Dive Brief:
- BMO Harris pledged Monday to commit $40 billion to underserved communities across the bank's expanded footprint in the U.S. in a move meant to assuage regulators and opponents of its $16.3 billion proposed acquisition of Bank of the West from BNP Paribas.
- The five-year effort aims to boost homeownership and small-businesses growth in low-to-moderate income (LMI) neighborhoods and communities of color.
- Roughly $16 billion of the pledge targets California, where Bank of the West is based.
Dive Insight:
BMO developed the plan with input from more than 85 community groups through listening sessions facilitated by the National Community Reinvestment Coalition (NCRC) and the California Reinvestment Coalition (CRC). A number of community advocates expressed their concerns over the deal during a July public hearing held by the Federal Reserve and the Office of the Comptroller of the Currency (OCC). Many reservations centered on BMO’s track record of mortgage lending to nonwhite borrowers and the deal’s potential impact in California.
"We have a duty to continue addressing the barriers that disproportionately affect people of color and remain committed to creating more opportunities that achieve progress for all," David Casper, BMO’s U.S. CEO, said Monday in a statement.
The plan comes, too, as the Bank of the West acquisition’s one-year deadline approaches in late December.
Monday’s announcement builds off BMO’s EMpower effort, a $5 billion initiative launched in 2020 and aimed at a more inclusive economic recovery. More than half of the $40 billion tied to Monday’s plan is meant to benefit communities of color and combat the racial wealth gap.
BMO will designate $7.5 billion of the community benefits plan to home lending, with around 75% aimed at communities of color. Around $5.1 billion of that total targets California.
The bank pledged $16.5 billion toward small-business lending, including $5.3 billion targeting California. Roughly 60% is aimed at nonwhite communities, BMO said. The bank is also putting $200 million toward expanding its small-business programs that support women-, Black- and Latinx-owned businesses, as well as a new program for Native American-owned businesses.

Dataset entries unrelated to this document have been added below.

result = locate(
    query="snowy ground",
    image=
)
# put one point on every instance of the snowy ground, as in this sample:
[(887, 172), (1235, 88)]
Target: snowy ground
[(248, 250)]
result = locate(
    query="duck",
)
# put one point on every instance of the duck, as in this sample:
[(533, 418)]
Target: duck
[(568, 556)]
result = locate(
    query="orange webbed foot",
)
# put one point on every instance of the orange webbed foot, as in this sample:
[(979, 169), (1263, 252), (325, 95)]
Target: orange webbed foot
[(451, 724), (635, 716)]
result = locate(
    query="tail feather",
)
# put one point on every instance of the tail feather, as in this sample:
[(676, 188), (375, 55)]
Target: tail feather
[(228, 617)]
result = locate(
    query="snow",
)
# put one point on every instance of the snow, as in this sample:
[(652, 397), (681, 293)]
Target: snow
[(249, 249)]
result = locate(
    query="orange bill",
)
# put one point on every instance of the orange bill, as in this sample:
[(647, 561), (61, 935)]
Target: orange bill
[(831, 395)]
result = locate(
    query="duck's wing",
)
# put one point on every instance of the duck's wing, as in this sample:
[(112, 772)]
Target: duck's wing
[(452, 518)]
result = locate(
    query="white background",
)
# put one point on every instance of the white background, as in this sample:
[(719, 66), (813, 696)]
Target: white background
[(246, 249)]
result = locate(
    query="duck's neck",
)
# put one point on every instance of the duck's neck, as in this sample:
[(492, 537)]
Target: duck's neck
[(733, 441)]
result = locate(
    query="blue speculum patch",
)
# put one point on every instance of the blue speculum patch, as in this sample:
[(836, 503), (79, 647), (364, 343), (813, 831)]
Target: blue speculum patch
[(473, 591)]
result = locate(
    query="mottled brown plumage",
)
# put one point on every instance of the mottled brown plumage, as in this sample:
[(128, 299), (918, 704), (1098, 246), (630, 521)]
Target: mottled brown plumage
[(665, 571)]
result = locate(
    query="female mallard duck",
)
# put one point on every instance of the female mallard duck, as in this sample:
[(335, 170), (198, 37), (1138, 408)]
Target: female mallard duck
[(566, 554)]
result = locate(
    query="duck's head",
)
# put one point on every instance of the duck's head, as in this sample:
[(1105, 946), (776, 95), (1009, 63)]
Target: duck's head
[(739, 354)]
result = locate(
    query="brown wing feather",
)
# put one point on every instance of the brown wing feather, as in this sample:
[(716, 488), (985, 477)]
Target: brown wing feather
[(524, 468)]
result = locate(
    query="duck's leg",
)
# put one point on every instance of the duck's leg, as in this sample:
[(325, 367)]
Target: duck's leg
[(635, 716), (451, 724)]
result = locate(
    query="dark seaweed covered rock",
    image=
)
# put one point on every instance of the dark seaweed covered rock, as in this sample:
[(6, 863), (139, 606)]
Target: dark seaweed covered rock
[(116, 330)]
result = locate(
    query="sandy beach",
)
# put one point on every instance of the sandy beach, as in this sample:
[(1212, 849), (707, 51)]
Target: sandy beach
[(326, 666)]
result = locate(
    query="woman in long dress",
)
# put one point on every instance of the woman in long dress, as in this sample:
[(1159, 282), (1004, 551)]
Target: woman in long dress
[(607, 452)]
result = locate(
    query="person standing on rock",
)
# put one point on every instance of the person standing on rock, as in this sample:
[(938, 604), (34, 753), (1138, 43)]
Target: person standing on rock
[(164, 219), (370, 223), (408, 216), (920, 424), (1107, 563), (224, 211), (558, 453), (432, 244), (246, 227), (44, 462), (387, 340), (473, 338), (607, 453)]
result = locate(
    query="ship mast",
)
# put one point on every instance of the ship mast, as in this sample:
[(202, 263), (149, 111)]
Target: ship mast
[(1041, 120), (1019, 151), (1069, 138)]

About $17.5 billion will go toward community development loans, investments and other support for underserved communities, the bank said — including $6.1 billion in California.
In a statement, NCRC CEO Jesse Van Tol called the community benefits plan “a substantial move in the right direction.”
"Mergers must provide a clear public benefit,” CRC CEO Paulina Gonzalez-Brito said. “This agreement accomplishes this through increased investment and services in LMI communities and communities of color and increased lending to BIPOC-owned small businesses.”